6. Lane Boy: This song, in my interpretation, is about how others don’t want him to rap, and want him to stay in his “lane.” It’s also about how other songs lack much meaning anymore.

“They think this is a highway, if it is our way. We’d have a tempo change every other time change.”

“They say stay in your lane boy, but we go where we want to.”

7. The Judge: This track is about wanting to be free, but the “judge” has to be the one to set him free. He’s telling a story about how he’s fighting that poetically, and with everyday life.

“And now that my minds out, and now I hear it clear and loud I’m thinking ‘wow, I probably shoulda stayed inside my house’.”

“You’re the judge, oh no, set me free.”

8. Doubt: Not wanting his someone to leave, even though he’s struggling through anxiety and himself. Even though he doubts the person, he doesn’t want the person to leave.

“Fear might be the death of me, fear leads to anxiety.”

“Don’t forget about me even when I doubt you, I’m no good without you.”

9. Polarize: He has a lot of problems and so do his friends, and he’s hiding that. Tyler wants to come out and show up like shaking a polaroid. He wants to be a better son and a better person, but he needs help.

“Help me polarize, help me down those stairs is where I’ll be hiding all my problems.”

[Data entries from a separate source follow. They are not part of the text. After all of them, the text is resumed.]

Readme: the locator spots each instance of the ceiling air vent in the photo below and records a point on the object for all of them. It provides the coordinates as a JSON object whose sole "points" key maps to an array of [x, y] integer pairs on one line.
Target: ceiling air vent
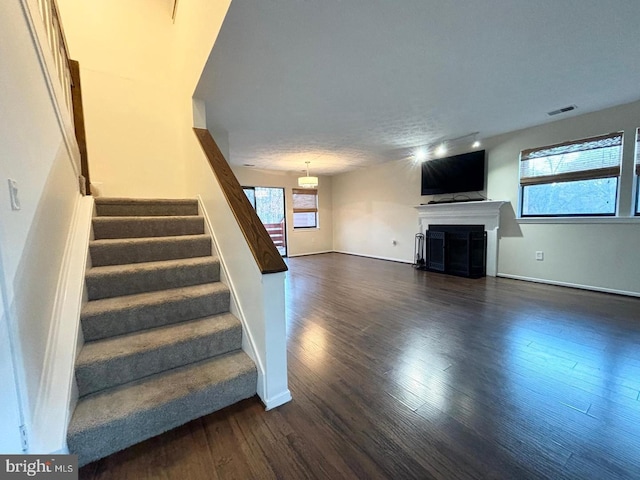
{"points": [[562, 110]]}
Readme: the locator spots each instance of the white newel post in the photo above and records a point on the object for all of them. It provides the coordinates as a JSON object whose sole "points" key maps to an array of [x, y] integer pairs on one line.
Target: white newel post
{"points": [[467, 213]]}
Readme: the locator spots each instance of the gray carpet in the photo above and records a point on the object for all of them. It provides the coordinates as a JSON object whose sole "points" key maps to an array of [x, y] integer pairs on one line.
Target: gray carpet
{"points": [[161, 347]]}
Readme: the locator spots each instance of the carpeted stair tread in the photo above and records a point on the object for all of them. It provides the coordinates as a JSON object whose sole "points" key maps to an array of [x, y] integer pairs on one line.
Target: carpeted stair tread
{"points": [[145, 206], [138, 250], [116, 280], [125, 314], [109, 421], [118, 360], [146, 226]]}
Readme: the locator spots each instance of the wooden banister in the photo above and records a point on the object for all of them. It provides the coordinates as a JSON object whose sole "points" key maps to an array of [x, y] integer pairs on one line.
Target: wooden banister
{"points": [[264, 251], [78, 122]]}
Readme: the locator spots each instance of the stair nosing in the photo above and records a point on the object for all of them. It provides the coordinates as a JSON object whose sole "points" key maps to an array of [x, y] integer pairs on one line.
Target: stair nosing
{"points": [[184, 391], [97, 307], [142, 240], [182, 334], [95, 272]]}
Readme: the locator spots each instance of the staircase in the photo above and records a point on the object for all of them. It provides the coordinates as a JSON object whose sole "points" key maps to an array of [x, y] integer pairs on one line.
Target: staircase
{"points": [[161, 347]]}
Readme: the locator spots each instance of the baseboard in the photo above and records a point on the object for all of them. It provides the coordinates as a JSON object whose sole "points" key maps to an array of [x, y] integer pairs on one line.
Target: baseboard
{"points": [[309, 253], [570, 285], [377, 257], [278, 400], [55, 398]]}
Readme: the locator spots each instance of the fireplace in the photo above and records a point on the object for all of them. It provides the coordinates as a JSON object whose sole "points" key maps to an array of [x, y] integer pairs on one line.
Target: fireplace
{"points": [[485, 213], [456, 250]]}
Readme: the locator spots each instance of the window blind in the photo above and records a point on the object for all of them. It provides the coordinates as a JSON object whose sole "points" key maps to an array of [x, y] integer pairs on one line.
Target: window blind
{"points": [[305, 200], [589, 158]]}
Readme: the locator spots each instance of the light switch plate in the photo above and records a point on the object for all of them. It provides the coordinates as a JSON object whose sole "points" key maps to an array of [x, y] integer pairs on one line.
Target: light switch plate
{"points": [[13, 195]]}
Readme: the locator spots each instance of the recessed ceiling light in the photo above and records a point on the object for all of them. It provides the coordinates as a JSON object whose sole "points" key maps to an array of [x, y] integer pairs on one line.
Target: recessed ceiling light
{"points": [[562, 110]]}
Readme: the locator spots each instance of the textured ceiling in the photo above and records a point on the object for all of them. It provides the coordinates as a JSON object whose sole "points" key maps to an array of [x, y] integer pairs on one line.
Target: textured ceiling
{"points": [[351, 83]]}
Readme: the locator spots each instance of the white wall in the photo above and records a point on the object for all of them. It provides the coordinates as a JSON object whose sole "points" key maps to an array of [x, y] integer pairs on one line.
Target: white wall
{"points": [[128, 68], [373, 206], [598, 254], [33, 152], [299, 241]]}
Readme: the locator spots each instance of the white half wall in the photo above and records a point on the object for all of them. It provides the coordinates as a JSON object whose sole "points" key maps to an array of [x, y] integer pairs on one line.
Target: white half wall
{"points": [[35, 153], [299, 241]]}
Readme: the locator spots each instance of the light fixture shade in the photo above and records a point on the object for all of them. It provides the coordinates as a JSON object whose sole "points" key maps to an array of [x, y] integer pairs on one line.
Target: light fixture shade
{"points": [[308, 182]]}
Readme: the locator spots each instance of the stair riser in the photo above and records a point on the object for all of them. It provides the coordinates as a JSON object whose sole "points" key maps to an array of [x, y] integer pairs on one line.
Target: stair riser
{"points": [[128, 252], [119, 283], [138, 227], [119, 322], [117, 371], [105, 207], [92, 444]]}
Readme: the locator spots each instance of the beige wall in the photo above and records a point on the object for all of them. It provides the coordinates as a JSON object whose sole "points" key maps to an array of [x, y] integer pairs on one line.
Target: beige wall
{"points": [[138, 72], [299, 241], [374, 206]]}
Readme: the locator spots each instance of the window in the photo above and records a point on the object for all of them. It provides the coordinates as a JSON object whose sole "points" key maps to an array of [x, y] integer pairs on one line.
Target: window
{"points": [[571, 178], [638, 172], [305, 208]]}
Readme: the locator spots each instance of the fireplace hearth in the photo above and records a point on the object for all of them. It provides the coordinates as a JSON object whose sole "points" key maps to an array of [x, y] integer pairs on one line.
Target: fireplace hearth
{"points": [[485, 213], [457, 250]]}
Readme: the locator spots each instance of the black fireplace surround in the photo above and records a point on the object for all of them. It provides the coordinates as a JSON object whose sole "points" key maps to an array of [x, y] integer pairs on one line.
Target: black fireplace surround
{"points": [[457, 250]]}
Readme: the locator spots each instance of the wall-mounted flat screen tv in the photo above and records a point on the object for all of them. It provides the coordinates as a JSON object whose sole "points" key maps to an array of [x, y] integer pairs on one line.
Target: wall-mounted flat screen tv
{"points": [[455, 174]]}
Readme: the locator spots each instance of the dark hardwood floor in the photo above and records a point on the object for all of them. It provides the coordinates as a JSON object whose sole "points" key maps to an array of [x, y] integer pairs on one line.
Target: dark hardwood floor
{"points": [[397, 373]]}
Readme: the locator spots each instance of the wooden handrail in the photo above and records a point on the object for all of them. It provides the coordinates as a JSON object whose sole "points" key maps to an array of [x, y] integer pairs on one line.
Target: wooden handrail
{"points": [[78, 123], [69, 77], [264, 251]]}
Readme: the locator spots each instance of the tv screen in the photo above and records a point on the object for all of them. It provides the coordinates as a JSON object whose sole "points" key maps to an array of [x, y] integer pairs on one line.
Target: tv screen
{"points": [[456, 174]]}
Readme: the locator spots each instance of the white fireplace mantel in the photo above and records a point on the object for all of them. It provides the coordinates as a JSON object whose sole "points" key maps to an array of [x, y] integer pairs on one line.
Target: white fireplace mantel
{"points": [[485, 213]]}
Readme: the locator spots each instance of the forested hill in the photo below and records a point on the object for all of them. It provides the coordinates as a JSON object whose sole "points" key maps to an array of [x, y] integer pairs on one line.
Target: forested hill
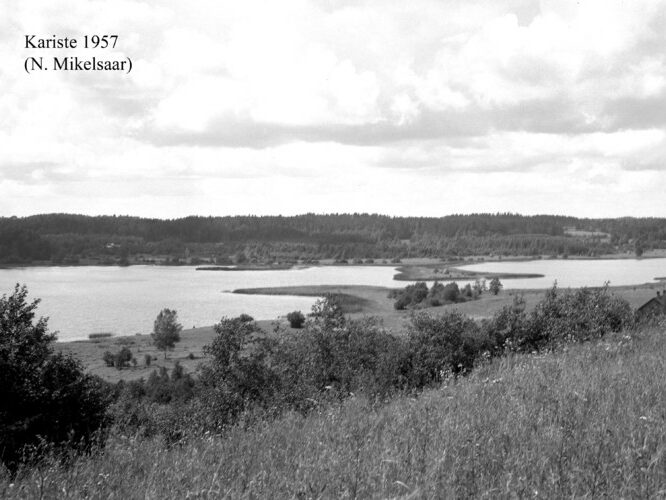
{"points": [[66, 238]]}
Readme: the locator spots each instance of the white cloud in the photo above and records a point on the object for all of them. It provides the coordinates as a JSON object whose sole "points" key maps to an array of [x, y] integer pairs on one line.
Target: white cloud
{"points": [[353, 105]]}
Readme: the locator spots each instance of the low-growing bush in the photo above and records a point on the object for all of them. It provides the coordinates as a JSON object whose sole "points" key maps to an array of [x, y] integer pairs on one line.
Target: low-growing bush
{"points": [[46, 399], [296, 319], [120, 359]]}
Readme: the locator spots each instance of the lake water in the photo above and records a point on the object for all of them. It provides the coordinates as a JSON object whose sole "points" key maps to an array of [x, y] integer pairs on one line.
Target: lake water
{"points": [[126, 300], [577, 273]]}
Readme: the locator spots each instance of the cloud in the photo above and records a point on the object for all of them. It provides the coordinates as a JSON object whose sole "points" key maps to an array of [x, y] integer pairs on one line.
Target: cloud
{"points": [[528, 96]]}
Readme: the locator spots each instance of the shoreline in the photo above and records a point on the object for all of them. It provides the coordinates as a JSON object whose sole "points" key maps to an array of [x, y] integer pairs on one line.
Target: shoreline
{"points": [[406, 262], [358, 301]]}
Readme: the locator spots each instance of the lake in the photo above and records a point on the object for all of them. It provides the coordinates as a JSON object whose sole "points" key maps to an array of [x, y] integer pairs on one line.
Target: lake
{"points": [[571, 273], [125, 300]]}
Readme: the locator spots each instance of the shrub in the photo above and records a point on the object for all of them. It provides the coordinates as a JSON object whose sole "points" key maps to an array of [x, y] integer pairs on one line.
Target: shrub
{"points": [[109, 359], [120, 360], [448, 343], [46, 397], [495, 286], [100, 335], [166, 330], [296, 319]]}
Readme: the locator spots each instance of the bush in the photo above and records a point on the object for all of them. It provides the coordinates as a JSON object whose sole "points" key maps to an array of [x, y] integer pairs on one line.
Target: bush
{"points": [[495, 286], [46, 397], [120, 360], [166, 330], [296, 319], [449, 343]]}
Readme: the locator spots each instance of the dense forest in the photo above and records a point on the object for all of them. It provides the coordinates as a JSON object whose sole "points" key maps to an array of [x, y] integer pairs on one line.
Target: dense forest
{"points": [[79, 239]]}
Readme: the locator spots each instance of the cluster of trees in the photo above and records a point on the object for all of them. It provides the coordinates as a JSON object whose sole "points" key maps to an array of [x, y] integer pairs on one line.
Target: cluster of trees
{"points": [[47, 398], [66, 238], [418, 295], [249, 373]]}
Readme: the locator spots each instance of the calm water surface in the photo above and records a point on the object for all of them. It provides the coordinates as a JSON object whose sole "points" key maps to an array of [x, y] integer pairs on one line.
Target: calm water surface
{"points": [[577, 273], [125, 300]]}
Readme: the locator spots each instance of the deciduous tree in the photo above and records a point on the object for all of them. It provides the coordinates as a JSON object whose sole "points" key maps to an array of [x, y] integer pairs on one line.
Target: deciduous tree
{"points": [[166, 330]]}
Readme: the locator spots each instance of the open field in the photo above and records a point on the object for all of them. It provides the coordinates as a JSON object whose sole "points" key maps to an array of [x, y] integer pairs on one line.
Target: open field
{"points": [[358, 301], [589, 421]]}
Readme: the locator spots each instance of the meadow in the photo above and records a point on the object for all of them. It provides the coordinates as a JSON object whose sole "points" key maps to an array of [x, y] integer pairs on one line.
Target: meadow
{"points": [[588, 420]]}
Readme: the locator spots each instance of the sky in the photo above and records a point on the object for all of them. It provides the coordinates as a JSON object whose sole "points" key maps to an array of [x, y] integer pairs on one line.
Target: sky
{"points": [[426, 107]]}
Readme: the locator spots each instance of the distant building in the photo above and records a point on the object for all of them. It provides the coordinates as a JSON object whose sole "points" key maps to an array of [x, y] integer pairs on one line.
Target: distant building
{"points": [[656, 306]]}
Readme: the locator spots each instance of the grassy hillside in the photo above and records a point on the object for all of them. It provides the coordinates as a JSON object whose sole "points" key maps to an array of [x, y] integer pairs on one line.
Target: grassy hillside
{"points": [[589, 420]]}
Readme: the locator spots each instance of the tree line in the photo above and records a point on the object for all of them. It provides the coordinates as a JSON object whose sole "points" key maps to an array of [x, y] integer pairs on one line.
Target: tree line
{"points": [[71, 239], [48, 402]]}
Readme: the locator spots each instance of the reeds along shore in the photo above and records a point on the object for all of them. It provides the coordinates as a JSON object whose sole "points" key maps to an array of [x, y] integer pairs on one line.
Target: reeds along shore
{"points": [[585, 421]]}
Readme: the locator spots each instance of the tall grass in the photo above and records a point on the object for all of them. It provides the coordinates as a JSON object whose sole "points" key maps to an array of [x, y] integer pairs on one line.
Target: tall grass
{"points": [[589, 420]]}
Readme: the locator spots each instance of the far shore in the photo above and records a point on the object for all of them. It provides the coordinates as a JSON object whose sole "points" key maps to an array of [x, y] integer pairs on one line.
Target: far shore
{"points": [[384, 262], [357, 302]]}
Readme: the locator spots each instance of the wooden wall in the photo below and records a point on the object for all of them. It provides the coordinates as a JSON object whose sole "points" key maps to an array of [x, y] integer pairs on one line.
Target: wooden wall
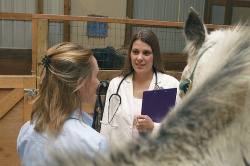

10. We Don’t Believe What’s On Tv: Another one song that is upbeat and will have you jumping around. It’s about TV shows being about what we want to see, and not about things that are really happening.

“We don’t believe what’s on TV because it’s what we want to see. And what we want, we know we can’t believe, we all have learned to kill our dreams.”

“I don’t care what’s in your hair, I just want to know what’s in your mind.”

11. Message Man: The lyrics can’t be relatable for everyone, as not everyone understands, just a select few. People don’t know much about him other than what he writes and wears. He warns people to be careful with the messages in his lyrics, but the people who understand are with him.

“Please use discretion when you’re messing with the message man. These lyrics aren’t meant for everyone.”

“My people singing.”

12. Hometown: Tyler’s hometown is in the dark, and his shadow follows him. The town brings back memories he doesn’t want to remember.

“Where we’re from, there’s no sun, our hometown’s in the dark.”

“Where we’re from, we’re no one.’

13. Not Today: He is aware that the lyrics contradict how happy and upbeat it sounds. Tyler is talking about how he’d rather stay in his room and but he won’t let the sadness get to him ‘today.’

“Heard you say ‘not today’, tore the curtains down, windows open now, make a sound.”

14. Goner: The slowest and most sad award goes to this song. He talks about how he is a goner but doesn’t want to be gone. He has two faces, and he needs help to get rid of the bad side.

“I’m a goner, somebody catch my breath. I want to be known by you.”

“I’ve got two faces, blurry is the one I’m not. I need your help, to take him out.”